A second manuscript copy was found shortly after, in 1845, by J.A. Schmeller in the Hof- und Staats-Bibliothek in Munich (Codex Hisp. 27), as part of a collection of miscellaneous accounts of Portuguese expeditions originally compiled in 1508 by a Lisbon-based German printer known as Valentinus Moravus (or in Portuguese, as "Valentim Fernandes"). However, this version contains only much-abridged extracts.

== Racism ==
In the 21st century, the work of Zurara has been re-examined for its foundational role in the development of cultural racism. Historian Ibram X. Kendi, in his 2016 book Stamped from the Beginning, argues that Zurara was the world's first cultural racist because his chronicle was the first to articulate a comprehensive defense of the Atlantic slave trade based on the concept of black inferiority.

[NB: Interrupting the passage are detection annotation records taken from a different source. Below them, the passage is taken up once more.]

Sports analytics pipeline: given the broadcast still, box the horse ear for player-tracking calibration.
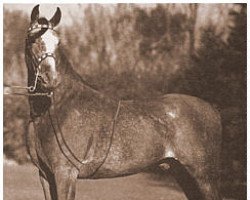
[30,4,39,22]
[49,7,62,27]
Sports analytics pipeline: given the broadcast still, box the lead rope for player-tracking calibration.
[4,70,52,97]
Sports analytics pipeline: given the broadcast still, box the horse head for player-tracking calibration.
[26,5,61,91]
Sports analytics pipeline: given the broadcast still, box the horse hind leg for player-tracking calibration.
[161,158,222,200]
[54,167,78,200]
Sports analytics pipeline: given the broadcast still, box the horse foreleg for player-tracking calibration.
[39,171,53,200]
[54,167,78,200]
[165,158,221,200]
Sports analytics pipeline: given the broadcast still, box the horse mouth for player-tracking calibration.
[38,76,60,93]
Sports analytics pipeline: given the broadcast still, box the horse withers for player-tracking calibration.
[25,5,221,200]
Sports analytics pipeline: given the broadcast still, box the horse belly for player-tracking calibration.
[90,116,165,178]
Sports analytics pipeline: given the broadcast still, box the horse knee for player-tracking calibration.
[54,168,78,200]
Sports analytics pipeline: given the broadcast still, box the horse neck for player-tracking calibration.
[55,49,118,108]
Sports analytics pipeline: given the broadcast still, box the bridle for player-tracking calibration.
[4,24,56,97]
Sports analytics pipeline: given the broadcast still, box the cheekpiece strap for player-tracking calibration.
[28,24,53,32]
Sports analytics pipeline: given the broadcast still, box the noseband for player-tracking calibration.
[4,24,56,97]
[27,50,56,92]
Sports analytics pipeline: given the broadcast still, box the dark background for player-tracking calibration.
[3,4,247,199]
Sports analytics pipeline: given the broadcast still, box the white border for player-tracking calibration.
[3,0,247,4]
[0,0,250,199]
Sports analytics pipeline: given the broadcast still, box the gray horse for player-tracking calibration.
[25,5,221,200]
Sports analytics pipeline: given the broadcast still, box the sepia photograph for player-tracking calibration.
[2,3,247,200]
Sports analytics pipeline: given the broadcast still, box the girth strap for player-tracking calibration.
[49,98,121,178]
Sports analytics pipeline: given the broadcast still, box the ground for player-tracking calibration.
[3,164,186,200]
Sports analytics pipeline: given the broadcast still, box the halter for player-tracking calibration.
[4,24,56,97]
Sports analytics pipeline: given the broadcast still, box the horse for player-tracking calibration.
[25,5,221,200]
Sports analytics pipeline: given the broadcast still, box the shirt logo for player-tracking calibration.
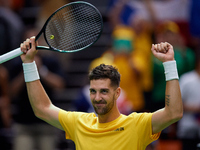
[114,127,124,131]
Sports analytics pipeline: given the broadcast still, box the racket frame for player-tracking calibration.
[35,1,103,53]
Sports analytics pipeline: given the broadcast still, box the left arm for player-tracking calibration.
[152,43,183,134]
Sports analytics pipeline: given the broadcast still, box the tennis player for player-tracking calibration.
[21,37,183,150]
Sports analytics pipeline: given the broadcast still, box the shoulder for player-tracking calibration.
[128,112,152,123]
[59,109,96,120]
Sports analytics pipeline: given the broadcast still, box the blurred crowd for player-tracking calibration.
[0,0,200,150]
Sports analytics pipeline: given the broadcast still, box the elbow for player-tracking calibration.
[172,112,183,122]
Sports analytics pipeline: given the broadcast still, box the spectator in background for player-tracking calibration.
[152,21,195,110]
[88,26,145,113]
[0,65,12,150]
[177,47,200,150]
[109,0,157,109]
[10,29,65,150]
[0,0,23,54]
[189,0,200,47]
[150,21,195,138]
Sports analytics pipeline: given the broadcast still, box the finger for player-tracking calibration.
[157,44,162,52]
[25,39,30,50]
[30,36,36,48]
[153,44,158,52]
[20,43,27,53]
[160,42,166,53]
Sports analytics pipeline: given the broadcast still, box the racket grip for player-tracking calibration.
[0,48,23,64]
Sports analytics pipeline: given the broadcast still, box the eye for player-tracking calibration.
[101,89,108,94]
[90,89,96,94]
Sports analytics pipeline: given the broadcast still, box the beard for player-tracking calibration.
[92,95,115,115]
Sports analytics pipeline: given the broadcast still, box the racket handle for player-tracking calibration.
[0,48,23,64]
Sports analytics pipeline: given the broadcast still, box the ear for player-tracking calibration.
[115,87,122,100]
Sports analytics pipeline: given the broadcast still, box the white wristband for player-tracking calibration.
[163,60,179,81]
[22,61,40,82]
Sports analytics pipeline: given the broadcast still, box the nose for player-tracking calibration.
[95,92,102,101]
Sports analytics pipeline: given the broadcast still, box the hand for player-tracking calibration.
[151,42,174,62]
[20,37,38,63]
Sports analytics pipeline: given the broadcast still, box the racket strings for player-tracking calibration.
[46,3,102,51]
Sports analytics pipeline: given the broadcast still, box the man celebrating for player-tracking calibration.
[21,37,183,150]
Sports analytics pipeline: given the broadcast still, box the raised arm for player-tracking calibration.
[151,42,183,134]
[20,37,63,130]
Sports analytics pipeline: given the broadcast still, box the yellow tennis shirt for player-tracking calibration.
[59,110,160,150]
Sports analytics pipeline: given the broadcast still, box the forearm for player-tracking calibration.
[26,80,52,119]
[164,79,183,123]
[0,96,11,128]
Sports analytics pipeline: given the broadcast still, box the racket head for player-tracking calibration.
[40,1,103,53]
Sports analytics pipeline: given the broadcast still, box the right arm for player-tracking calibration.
[20,37,63,130]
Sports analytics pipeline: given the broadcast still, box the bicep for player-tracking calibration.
[41,104,64,130]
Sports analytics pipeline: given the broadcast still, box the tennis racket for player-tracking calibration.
[0,1,103,64]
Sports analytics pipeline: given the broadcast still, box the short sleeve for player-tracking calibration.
[131,113,161,145]
[59,109,77,140]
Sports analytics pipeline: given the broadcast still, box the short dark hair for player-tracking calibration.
[89,64,120,87]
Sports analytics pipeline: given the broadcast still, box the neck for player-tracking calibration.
[98,109,120,123]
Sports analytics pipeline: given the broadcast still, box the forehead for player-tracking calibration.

Kendi posits that Zurara's writing was not the cause of the Portuguese slave trade but rather a product of it; Prince Henry's economic and political self-interest in the trade of enslaved Africans came first. Zurara was then tasked with creating a narrative to justify these policies. According to this view, Zurara's chronicle established a powerful and enduring justification for proto-racism by portraying enslaved Africans as "savages" who were being civilized and saved through their enslavement, thereby creating racist ideas to rationalize proto-racist policies.

=== Curse of Ham ===
It has also been posited that Zurara was likely the first European to attempt to provide a theological justification for the enslavement of Africans by appealing to the so-called Curse of Ham. The idea later spread widely that the divine curse against Noah's son was in fact the genesis of the Black race and their subsequent misfortune in the history of global expansion.